CourseOptions — Intelligent Course Discovery Engine
50K+
Courses Indexed
200+
Providers
500K+
Active Learners
<100ms
Search Speed
Overview
CourseOptions is an intelligent course discovery engine that aggregates online learning content from 200+ providers — Coursera, Udemy, edX, LinkedIn Learning, and dozens more — into a single, searchable, personalized platform. Half a million learners use it to find the right course for their career goals without spending hours comparing platforms.
I joined as Senior Full-Stack Engineer and owned the ingestion pipeline, the Elasticsearch search layer, and the Next.js frontend from day one.
The Challenge
The data problem was formidable: 200+ providers with wildly inconsistent data schemas, update frequencies ranging from real-time to monthly, and course attributes that didn't map cleanly across platforms. A Coursera "specialization" and a Udemy "course" are structurally different products — our schema had to normalize them without losing fidelity.

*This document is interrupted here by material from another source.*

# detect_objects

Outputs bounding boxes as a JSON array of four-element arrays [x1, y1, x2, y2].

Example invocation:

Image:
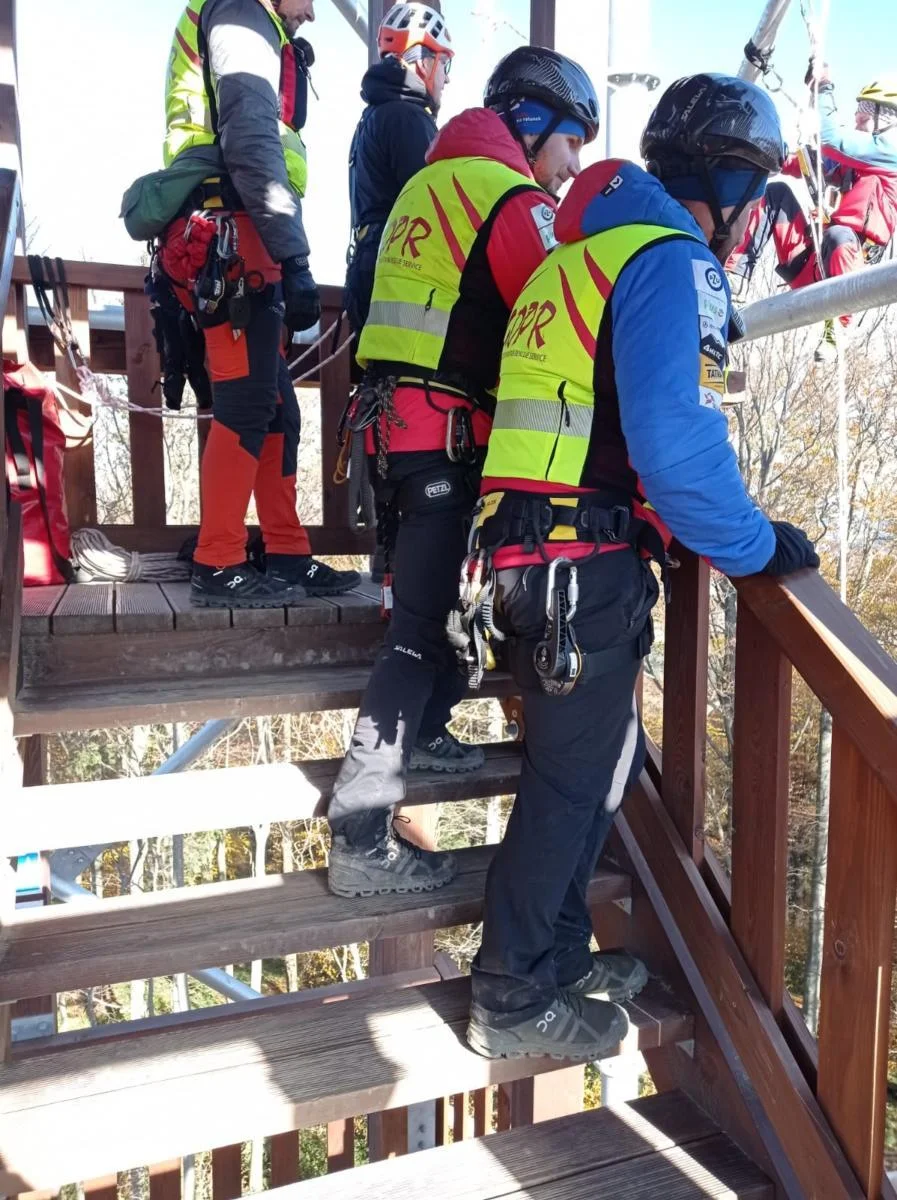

On the search side, users expected Google-level relevance. A query for "machine learning for beginners" needed to surface beginner-appropriate courses first, account for course ratings and freshness, and de-rank duplicates from multiple providers. Standard Elasticsearch out-of-the-box scoring wasn't enough.
Architecture & Technical Decisions
Multi-Provider Ingestion Pipeline
I built a plugin-style ingestion architecture where each provider has a dedicated adapter implementing a standard interface. Adapters handle auth (OAuth, API keys, scraping where unavoidable), rate limiting, and schema normalization. A central orchestrator schedules jobs per provider based on their update cadence, using BullMQ for reliable execution and retry logic.
- 200+ provider adapters with pluggable auth strategies
- Canonical course schema with provider-specific metadata stored as JSONB
- Deduplication via fingerprinting (title + provider + URL hash) before indexing
- Dead-letter queue for failed ingestion jobs with Slack alerting
- Full re-index triggered nightly; incremental sync every 4 hours for top providers
Elasticsearch Search & Relevance Tuning
The search layer used a custom scoring model built on top of Elasticsearch's BM25 baseline. I added function score queries that boosted results based on: average rating (weighted by review count), freshness (recency decay), provider reputation score, and enrollment velocity. Query-time boosting for beginner/advanced tags based on inferred user level from their history completed the relevance stack.
- Multi-field search across title, description, instructor, and tags with per-field boosts
- Function score query with Gaussian decay for recency and sigmoid for rating confidence
- Synonym expansion ("ML" → "machine learning") via custom analyzer
- Auto-complete via edge n-gram tokenization on title field
- A/B tested scoring weights against click-through rate — improved CTR by 28%
Frontend Performance
The Next.js frontend used ISR (Incremental Static Regeneration) for course detail pages, pre-rendering the top 10K most-visited courses at build time and regenerating on a 1-hour stale window. Search results pages used streaming SSR to send the page shell immediately while the Elasticsearch query resolved. Core Web Vitals: LCP 0.9s, CLS 0, FID <50ms.
Results
- 50K+ courses indexed from 200+ providers with <0.1% schema normalization errors
- Search p95 latency: 94ms including Elasticsearch query + Redis cache check
- 500K+ monthly active learners with 4.1-minute average session duration
- Recommendation click-through rate 3.2x higher than generic browse
- Ingestion pipeline reliability: 99.7% job success rate over 12 months
What I Learned
Search relevance is a product problem before it's a technical problem. The best Elasticsearch configuration in the world won't save you if you don't understand what "good result" means to your users. Instrumenting every search interaction — what users clicked, what they refined, what they abandoned — and feeding that signal back into scoring weights was as valuable as any infrastructure decision.